# train_card2vec

This notebook covers the full card2vec workflow for creation of card embeddings including:
* Data download
* Preprocessing
* Model training (creating embeddings)


## !!! BEFORE YOU BEGIN !!!
1. Clone this repo.
2. Download 17Lands draft game data
    * https://www.17lands.com/public_datasets
    * (Must be the data from the 'Game Data' column, in a 'PremierDraft' row)
    * Extract it, e.g., with [7zip](https://www.7-zip.org/download.html)
    * Save the csv file in your repo 'data/draft/' folder
3. Specify the file name in the cell below (don't forget to run the cell after specifying)

In [1]:
# this is just an example file name, change it to the true name of your csv file
file_name = 'game_data_public.SNC.PremierDraft.csv'
set_name = 'SNC' # name this whatever you want (but short), it only impacts the file name of saved models

In [8]:
from gensim.models import Word2Vec
from gensim.models.callbacks import CallbackAny2Vec
import pandas as pd
import random
from DeckCorpus import DeckCorpus
from card2vec_preprocess import card2vec_preprocess
from card_ints_to_list import card_ints_to_list
from LossCallback import LossCallback
from draft_game_cleaner import draft_game_cleaner
from os import getcwd
from datetime import datetime

### Process 17Lands data
There are 2 data cleaning / preprocessing steps
1. Clean into multi-purpose form (could be used for other purposes, not just card2vec)

In [3]:
# This will save the cleaned output in your data folder, so no need to run more than once per 17lands data file
# May take ~30s, maybe longer on slower machines
file_path = getcwd() + '\\data\\draft\\' + file_name
draft_game_cleaner(file_path)

2. Some further trimming down of the data into only what is required for card2vec (Dataframe where each row is a deck, each column is a card, and integer values represent card counts)

In [4]:
# load decks for use in Word2Vec
# cleaned file will have 'CLEANED_' prefix
clean_path = file_path.replace(file_name,'CLEANED_' + file_name) 
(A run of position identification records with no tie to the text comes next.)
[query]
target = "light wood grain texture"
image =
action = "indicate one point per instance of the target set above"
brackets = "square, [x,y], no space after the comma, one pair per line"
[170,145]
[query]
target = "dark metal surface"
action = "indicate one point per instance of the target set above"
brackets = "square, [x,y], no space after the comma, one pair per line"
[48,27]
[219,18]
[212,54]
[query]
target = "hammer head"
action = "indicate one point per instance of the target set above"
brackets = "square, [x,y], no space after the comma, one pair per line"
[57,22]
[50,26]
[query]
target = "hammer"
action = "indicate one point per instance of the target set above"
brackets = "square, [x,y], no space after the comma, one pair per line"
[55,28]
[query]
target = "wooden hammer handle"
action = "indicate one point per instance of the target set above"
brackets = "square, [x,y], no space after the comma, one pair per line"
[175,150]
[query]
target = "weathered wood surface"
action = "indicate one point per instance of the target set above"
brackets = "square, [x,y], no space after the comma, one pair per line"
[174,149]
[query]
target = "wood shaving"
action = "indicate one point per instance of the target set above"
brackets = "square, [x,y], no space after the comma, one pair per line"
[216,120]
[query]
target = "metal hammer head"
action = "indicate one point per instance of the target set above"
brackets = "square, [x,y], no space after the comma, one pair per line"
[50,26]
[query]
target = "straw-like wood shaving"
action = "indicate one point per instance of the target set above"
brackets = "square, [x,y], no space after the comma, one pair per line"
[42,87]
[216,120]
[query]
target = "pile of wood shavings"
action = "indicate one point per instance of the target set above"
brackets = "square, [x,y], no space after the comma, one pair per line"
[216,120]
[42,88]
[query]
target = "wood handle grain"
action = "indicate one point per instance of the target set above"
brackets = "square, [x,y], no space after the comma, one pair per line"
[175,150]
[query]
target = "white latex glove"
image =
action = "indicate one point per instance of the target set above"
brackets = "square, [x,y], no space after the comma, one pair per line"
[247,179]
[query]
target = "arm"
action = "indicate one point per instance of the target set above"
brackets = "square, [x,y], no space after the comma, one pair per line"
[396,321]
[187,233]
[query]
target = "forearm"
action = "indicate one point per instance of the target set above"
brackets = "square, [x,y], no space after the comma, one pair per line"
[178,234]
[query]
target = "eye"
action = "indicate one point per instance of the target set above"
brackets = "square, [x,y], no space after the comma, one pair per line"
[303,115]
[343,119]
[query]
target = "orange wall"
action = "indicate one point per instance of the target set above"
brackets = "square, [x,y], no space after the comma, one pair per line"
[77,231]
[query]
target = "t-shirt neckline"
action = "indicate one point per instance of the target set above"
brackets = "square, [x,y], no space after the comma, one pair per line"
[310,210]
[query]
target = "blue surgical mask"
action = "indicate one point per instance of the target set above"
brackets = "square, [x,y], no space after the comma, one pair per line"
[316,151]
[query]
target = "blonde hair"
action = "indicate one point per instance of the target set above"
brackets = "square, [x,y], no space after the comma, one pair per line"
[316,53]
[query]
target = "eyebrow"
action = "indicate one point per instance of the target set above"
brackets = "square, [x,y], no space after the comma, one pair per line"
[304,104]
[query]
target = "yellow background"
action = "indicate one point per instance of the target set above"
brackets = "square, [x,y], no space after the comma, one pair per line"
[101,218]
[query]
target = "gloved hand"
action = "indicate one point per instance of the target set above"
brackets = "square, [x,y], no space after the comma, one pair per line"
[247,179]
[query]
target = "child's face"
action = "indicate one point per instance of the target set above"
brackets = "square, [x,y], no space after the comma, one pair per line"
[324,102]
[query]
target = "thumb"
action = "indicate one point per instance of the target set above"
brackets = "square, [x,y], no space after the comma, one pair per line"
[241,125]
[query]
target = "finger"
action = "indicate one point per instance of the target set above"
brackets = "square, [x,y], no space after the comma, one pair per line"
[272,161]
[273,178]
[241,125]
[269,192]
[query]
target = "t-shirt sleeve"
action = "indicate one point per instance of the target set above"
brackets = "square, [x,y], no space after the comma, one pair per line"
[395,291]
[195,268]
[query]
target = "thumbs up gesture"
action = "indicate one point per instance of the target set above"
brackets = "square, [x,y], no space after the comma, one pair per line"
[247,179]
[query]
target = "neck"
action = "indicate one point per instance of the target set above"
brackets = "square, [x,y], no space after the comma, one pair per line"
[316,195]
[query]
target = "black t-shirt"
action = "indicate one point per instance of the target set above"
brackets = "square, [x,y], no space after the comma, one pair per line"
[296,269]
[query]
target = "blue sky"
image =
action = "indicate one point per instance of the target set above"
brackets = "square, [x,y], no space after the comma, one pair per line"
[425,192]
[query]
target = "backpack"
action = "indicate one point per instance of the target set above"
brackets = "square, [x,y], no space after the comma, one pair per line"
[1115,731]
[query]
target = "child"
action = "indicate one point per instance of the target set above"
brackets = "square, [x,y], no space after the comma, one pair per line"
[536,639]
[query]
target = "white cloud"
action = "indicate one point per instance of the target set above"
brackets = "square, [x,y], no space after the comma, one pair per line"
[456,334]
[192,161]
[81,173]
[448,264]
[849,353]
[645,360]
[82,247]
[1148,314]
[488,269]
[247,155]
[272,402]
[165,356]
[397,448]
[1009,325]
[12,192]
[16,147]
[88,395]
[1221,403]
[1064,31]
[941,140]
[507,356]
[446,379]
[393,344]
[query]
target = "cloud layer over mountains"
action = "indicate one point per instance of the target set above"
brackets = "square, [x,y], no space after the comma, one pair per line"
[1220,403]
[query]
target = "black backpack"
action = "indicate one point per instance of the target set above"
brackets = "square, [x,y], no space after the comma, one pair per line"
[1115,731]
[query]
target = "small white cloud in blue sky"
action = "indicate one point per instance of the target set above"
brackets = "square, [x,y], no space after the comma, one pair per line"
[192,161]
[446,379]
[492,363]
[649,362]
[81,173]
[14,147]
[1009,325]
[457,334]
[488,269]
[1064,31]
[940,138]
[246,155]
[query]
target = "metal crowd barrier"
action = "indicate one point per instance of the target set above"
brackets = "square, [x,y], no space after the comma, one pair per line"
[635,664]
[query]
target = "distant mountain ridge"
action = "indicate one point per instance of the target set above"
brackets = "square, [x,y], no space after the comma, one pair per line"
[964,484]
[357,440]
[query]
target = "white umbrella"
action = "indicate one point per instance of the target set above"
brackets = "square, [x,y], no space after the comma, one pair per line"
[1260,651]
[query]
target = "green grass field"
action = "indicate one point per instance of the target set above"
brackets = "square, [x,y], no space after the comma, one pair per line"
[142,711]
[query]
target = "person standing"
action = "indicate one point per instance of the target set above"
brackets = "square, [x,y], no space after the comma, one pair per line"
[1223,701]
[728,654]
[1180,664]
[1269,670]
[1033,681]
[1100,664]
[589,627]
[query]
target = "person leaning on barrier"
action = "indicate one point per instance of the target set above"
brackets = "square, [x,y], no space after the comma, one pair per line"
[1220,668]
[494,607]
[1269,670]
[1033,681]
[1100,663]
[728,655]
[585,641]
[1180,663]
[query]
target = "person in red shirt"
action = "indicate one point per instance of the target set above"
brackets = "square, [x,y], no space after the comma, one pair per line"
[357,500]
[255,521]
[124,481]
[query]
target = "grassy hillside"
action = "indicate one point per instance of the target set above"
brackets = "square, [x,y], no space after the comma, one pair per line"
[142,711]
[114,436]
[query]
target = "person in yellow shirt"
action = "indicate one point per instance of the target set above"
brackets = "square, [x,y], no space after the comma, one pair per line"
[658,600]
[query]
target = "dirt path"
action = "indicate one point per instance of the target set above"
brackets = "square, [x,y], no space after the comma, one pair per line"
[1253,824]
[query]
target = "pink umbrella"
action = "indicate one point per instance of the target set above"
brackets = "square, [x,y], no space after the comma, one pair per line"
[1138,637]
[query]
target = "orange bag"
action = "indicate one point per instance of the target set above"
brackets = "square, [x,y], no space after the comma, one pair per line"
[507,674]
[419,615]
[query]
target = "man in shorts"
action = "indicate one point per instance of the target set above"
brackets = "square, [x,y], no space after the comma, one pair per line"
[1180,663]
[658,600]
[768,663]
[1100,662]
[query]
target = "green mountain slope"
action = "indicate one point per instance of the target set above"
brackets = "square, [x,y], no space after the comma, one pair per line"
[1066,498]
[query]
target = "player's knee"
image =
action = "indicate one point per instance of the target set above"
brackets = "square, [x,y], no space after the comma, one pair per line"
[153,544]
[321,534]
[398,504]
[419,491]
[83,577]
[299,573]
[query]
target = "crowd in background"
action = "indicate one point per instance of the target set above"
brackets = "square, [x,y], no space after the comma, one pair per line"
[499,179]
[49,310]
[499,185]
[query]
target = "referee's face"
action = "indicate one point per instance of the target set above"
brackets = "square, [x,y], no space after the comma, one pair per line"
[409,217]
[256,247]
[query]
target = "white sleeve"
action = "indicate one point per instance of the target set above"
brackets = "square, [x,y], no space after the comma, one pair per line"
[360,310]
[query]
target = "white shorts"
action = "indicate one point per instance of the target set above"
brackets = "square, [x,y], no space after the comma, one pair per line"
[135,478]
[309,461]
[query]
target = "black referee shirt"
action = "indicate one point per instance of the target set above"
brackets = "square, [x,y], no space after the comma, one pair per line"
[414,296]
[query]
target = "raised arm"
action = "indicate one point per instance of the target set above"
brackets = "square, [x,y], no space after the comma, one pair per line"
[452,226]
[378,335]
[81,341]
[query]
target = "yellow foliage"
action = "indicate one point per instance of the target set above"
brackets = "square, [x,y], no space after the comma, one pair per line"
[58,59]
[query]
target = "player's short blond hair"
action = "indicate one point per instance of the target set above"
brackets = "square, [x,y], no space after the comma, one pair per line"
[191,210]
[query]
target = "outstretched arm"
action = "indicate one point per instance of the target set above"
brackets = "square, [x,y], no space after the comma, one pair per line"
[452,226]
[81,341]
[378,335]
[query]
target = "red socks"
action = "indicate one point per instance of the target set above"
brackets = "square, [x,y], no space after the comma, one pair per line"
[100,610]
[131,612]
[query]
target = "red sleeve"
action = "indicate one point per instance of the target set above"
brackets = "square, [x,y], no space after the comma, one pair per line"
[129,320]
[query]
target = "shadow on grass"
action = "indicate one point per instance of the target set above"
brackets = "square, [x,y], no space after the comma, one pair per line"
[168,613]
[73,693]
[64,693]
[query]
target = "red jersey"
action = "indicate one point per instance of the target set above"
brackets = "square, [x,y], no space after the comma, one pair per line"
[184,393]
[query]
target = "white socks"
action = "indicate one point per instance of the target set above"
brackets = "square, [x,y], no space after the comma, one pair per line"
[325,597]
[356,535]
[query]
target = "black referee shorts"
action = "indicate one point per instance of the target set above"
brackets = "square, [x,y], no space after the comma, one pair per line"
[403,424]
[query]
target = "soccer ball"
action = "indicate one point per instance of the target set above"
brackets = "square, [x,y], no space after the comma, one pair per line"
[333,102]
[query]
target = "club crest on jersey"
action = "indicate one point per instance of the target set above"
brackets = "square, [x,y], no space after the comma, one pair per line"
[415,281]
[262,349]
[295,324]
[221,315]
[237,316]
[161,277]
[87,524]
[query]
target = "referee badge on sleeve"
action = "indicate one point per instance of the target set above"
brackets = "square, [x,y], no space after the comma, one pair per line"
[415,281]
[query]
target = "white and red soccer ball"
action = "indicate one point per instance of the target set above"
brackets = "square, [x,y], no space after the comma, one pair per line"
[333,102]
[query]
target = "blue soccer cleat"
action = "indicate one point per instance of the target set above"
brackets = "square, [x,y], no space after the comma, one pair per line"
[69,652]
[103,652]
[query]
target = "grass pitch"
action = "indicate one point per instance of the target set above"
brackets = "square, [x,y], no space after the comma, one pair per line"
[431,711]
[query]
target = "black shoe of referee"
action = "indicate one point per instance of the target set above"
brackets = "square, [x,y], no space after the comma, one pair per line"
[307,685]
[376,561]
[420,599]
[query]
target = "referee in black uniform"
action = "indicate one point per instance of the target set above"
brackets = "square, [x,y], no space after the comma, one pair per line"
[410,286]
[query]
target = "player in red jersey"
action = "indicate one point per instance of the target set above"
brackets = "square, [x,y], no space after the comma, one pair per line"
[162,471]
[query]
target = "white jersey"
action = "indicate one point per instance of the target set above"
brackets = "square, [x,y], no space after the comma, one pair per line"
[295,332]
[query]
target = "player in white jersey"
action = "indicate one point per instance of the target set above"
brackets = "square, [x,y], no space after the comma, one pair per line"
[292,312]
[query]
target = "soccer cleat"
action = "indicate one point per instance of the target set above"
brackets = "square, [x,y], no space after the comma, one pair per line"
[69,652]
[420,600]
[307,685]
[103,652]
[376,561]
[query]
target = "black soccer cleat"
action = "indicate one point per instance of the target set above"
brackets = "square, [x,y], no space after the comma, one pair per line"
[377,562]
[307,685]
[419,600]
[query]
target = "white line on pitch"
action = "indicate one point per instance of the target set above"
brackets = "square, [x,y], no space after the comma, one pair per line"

df = card2vec_preprocess(clean_path)
unique_cards = len(df.columns)

Dropping  462  duplicate decks
126493  unique decks remain.


## Model Training (Creating Card Embeddings)
This relies on DeckCorpus, which is a generator that processes decks into word2vec compatible form before passing them to the model.
* (converts from rows of integer card counts into lists of card names (strings). e.g., output decks will be in the format:
    - ["Mountain, "Mountain", "Shock", ... ]

In [6]:
# hyperparameters - you may want to experiment
window_size = 40 # skipgram / CBOW window size
vector_size = 100 # size of resulting card embeddings
epochs = 5
skipgram = 1 # uses CBOW if 0
data_share = 1 #if you want to test on a small share of data, reduce this. e.g., 0.3 = 30% of data (not randomized) 

# These lines just implement the idea of the data_share variable above
last_idx = int(len(df)*data_share)
df_less = df.iloc[0:last_idx,:]

# Corpus (generator that yields decks)
deck_corpus = DeckCorpus(data=df_less, shuffle=True)

In [7]:
# This creates and trains the gensim word2vec model.
# Will take time, so try with 1 epoch first to get a sense.
model = Word2Vec(sentences = deck_corpus,
                 vector_size = vector_size,
                 window = window_size,
                 sg = skipgram,
                 callbacks = [LossCallback()], #Note that this is a gensim way of reporting training loss
                 compute_loss = True,
                 epochs = epochs,
                )

Loss after epoch 0: 26947114.0
Loss after epoch 1: 14490494.0
Loss after epoch 2: 10625660.0
Loss after epoch 3: 10687884.0
Loss after epoch 4: 4600136.0


### TODO - Example results (different jupyter notebook loading pretrained embeddings)

In [10]:
#save model
now = datetime.now()
dt_string = now.strftime("%d-%m-%Y_%H-%M-%S")

save_name = 'card2vec-' + set_name + '-w' + str(window_size) + '-v' + str(vector_size) + '-e' + str(epochs) + dt_string +'.model'
model.save("models\\" + save_name)

In [None]:
model.wv.most_similar('Black Market Tycoon', topn=5)

In [None]:
vect = model.wv['Call In a Professional'] - model.wv['Mountain'] + model.wv['Swamp']

In [None]:
model.wv.similar_by_vector(vect)

In [None]:
# deck_cols_dict = {deck_cols[i]:i for i in range(0,len(deck_cols))}
# deck_cols_dict_rev = {i:deck_cols[i] for i in range(0,len(deck_cols))}

In [None]:
vect = model.wv['Riveteers Initiate'] - model.wv['Mountain'] + model.wv['Swamp']